Danse.
Ayant fondé une compagnie de danse qui porte son nom dès
1994, Tania
Pérez-Salas
est devenue l’une des figures de proue de la danse
contemporaine au Mexique. Elle a récemment donné trois
chorégraphies au Caire et à Alexandrie.
« La littérature comme l’art
invite à une introspection plus attentive »
Al-Ahram
Hebdo : Les trois chorégraphies, présentées en Egypte :
The Hours,
Anabiosis et Waters of
Forgetfulness s’inspirent
d’œuvres littéraires, avez-vous une prédilection pour le
style narratif, aimez-vous raconter des histoires ?
Tania Pérez-Salas :
La littérature fait partie intégrante de ma vie. Elle
reflète comme la chorégraphie des expériences que j’ai
vécues. Le choix de lire un livre donné à un moment donné va
de pair avec ce que je ressens. Le livre normalement donne
l’accent aux émotions que j’éprouve. La littérature comme
l’art invite de manière générale à une introspection plus
attentive. La large jupe que l’on voit au début de la
chorégraphie The
Hours, s’inspirant entre autres
du roman du même titre de Michael Cunningham, est une
manière d’exprimer qu’on est toutes dans un même panier ou
sous la même férule. Les relations entre les femmes dont
traite la chorégraphie sont toujours plus compliquées que
celles entre les hommes. Car ces créatures longuement
dépendantes ont du mal à se trouver une place en société,
elles doivent livrer un combat permanent pour marquer leur
présence. Cunningham décrit à merveille les sentiments des
femmes, celles qui prennent des rides, regrettant leur
beauté périssable, laquelle a constitué leur principal
atout, etc.
Dans la chorégraphie, il y a aussi une influence de
l’écrivain et homme de théâtre italien, Alessandro
Baricco, un mélange de films, de
pièces de théâtre, de musique et de peintures que j’aime.
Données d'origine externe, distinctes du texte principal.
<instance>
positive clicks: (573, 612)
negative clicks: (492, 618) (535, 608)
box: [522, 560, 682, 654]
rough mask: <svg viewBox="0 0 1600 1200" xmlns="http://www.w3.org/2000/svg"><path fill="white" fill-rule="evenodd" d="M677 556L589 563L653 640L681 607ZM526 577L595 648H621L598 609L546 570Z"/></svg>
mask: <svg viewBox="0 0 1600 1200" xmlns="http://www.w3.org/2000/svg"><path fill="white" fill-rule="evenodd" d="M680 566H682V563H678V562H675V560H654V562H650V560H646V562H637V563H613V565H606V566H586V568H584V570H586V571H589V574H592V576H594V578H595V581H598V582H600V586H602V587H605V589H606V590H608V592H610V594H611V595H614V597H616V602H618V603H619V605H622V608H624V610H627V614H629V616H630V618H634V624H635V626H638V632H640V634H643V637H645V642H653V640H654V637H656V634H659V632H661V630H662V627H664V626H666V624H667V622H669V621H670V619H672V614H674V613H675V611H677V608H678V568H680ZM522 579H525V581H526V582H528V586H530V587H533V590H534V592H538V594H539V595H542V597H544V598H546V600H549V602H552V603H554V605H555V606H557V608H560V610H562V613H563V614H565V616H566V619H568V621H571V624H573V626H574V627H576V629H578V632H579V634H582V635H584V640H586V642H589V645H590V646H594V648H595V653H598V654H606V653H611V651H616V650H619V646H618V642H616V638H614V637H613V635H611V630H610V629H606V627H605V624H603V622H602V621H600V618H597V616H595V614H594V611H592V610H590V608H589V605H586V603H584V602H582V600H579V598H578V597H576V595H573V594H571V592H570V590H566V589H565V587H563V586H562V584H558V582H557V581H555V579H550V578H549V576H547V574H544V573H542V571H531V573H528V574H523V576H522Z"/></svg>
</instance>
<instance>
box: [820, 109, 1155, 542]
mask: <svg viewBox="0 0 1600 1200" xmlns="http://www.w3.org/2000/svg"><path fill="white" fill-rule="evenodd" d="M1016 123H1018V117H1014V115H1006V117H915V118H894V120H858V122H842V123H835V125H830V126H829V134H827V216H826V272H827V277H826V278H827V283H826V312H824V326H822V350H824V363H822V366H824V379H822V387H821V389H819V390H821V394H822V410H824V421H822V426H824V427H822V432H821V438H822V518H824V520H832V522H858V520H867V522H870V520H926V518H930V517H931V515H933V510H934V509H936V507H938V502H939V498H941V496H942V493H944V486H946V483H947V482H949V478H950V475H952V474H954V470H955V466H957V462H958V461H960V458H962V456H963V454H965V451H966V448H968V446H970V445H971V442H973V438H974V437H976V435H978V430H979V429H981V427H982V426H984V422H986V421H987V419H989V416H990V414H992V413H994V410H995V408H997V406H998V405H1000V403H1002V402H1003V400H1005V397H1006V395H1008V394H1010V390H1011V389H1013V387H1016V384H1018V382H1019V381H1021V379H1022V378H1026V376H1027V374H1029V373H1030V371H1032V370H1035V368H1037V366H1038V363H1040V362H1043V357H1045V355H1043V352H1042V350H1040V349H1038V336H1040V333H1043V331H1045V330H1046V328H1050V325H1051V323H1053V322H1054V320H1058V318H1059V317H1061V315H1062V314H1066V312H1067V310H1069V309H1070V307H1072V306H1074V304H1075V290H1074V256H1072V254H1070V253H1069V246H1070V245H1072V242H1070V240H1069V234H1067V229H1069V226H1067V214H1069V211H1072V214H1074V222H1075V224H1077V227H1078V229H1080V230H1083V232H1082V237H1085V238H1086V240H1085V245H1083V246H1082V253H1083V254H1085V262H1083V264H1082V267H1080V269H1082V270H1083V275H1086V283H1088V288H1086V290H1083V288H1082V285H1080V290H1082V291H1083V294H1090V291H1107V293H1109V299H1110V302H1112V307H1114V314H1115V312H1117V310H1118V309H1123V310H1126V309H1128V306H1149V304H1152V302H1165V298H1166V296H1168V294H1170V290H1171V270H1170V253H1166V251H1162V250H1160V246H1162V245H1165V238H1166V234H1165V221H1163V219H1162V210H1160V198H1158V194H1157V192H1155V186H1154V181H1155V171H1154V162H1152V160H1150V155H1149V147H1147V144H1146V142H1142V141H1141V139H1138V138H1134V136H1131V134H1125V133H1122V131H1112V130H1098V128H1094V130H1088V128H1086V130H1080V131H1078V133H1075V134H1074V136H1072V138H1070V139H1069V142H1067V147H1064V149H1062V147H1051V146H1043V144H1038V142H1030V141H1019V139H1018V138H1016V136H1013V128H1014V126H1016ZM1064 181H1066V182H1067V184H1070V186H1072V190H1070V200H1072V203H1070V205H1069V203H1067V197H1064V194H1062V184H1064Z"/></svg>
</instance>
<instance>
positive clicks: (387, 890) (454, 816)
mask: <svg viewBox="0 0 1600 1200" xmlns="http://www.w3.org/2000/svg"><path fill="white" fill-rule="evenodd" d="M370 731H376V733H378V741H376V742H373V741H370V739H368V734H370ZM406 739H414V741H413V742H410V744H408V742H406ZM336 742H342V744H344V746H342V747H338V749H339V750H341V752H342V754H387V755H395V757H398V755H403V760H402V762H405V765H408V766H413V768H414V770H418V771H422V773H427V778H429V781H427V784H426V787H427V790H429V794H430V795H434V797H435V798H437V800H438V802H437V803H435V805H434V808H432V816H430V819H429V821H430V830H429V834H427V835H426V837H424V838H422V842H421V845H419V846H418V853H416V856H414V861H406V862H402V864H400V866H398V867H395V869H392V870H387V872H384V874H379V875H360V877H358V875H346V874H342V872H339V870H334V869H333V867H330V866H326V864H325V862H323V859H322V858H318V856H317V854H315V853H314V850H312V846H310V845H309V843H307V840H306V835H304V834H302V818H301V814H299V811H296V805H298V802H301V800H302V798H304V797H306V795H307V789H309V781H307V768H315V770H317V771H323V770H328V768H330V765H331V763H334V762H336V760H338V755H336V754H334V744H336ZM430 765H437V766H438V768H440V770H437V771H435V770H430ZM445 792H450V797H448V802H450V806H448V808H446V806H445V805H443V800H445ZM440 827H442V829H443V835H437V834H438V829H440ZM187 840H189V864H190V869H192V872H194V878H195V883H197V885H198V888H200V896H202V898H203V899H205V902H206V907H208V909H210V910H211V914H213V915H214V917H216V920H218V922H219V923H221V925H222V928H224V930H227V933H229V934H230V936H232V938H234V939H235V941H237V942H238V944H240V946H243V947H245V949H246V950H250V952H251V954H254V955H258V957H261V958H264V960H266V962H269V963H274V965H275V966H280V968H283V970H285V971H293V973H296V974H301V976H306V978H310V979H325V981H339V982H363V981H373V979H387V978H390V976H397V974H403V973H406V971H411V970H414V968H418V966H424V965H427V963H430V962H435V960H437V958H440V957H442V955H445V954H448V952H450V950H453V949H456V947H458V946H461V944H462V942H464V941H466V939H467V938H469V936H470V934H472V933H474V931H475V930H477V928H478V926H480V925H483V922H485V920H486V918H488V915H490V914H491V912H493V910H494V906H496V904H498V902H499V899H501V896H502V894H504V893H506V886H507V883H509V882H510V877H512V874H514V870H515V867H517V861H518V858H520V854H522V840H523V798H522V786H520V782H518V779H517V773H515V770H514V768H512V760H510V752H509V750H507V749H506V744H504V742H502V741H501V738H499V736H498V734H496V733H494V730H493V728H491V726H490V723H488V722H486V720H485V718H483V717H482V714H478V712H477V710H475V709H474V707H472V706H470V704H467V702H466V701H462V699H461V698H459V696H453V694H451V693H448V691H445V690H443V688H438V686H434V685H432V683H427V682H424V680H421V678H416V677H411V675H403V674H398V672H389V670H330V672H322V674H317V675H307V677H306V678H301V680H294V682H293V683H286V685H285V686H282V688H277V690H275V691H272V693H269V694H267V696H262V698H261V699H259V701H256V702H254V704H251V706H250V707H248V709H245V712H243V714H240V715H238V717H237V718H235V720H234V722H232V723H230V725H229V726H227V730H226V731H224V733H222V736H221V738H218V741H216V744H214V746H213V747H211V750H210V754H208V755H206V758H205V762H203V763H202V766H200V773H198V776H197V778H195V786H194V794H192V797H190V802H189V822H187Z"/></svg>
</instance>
— Avant de lire les essais du Nobel mexicain
Octavio Paz
lesquels vous ont inspiré,
Anabiosis, sur le rapport amour-
éros, vous étiez sceptique quant à l’existence même de
l’amour ?
— Je voyais des couples désunis tout autour, souvent à cause
de l’apparition d’un homme ou d’une femme plus riche, plus
attirant physiquement, plus jeune ou autre. Et je me posais
la question : l’amour existe-t-il ou c’est juste un intérêt
érotique ou un désir sexuel ? Même si j’ai un mari très
aimant, j’ai essayé de me glisser dans la peau d’autres
personnages pour mieux comprendre leur logique de couples,
avec parfois des gens qui font pas mal de sacrifices pour le
bien de leur famille. On n’est pas dans un rapport
dominant-dominé, mais les hommes
et les femmes se ressemblent en quelque sorte s’agissant
d’infidélité ou de sexualité multiple.
Ce rapport amour-éros s’exprime
sur scène par le biais du corps qui est ce que nous sommes.
Quand je me retrouve face à de bons danseurs, je ne vois
plus des corps, mais des pensées, une présence. Le corps est
en effet notre meilleur costume, d’où la quasi-nudité
faisant monnaie courante dans mes spectacles. Danser nu,
cela devient très spirituel, on est à l’état pur.
— Vos chorégraphies sont assez plastiques. Vous aimez la
peinture et cela se ressent. L’artiste mexicaine Frida
Kahlo vous inspire-t-elle
davantage ?
— Pas forcément Frida Kahlo, car
elle est toujours dans son propre monde, dans son histoire
personnelle, et cela ne m’emmène pas ailleurs,
ça reste très précis et très
expressionniste. Son œuvre raconte sa vie comme une
biographie, ce qui n’est pas le cas de quelqu’un d’autre
plus stimulant comme Van Gogh
reflétant des sensations plus floues, plus énigmatiques,
nous laissant deviner le reste par nous-mêmes.
— Vous amalgamez dans votre travail
musique classique et pas modernes.
— J’ai fait de la danse classique jusqu’à l’âge de 19 ans,
mais je sentais que les mouvements ne répondaient pas à mes
émotions. Ensuite, j’ai eu un professeur d’origine
afro-américaine de danse contemporaine, Xavier Francis, qui
m’a appris quoi faire avec mon corps, au-delà des techniques
et des méthodes à suivre. Les ballets classiques me donnent
juste l’impression d’être spectatrice d’une histoire qui est
déjà là, au lieu d’être observatrice de quelque chose qui se
développe devant mes yeux et où le public peut en faire
partie.
Je n’ai pas voulu par la suite partir en Russie pour faire
du classique, préférant être une autodidacte qui trouve ses
pas avec passion, choisissant des musiques que j’aime.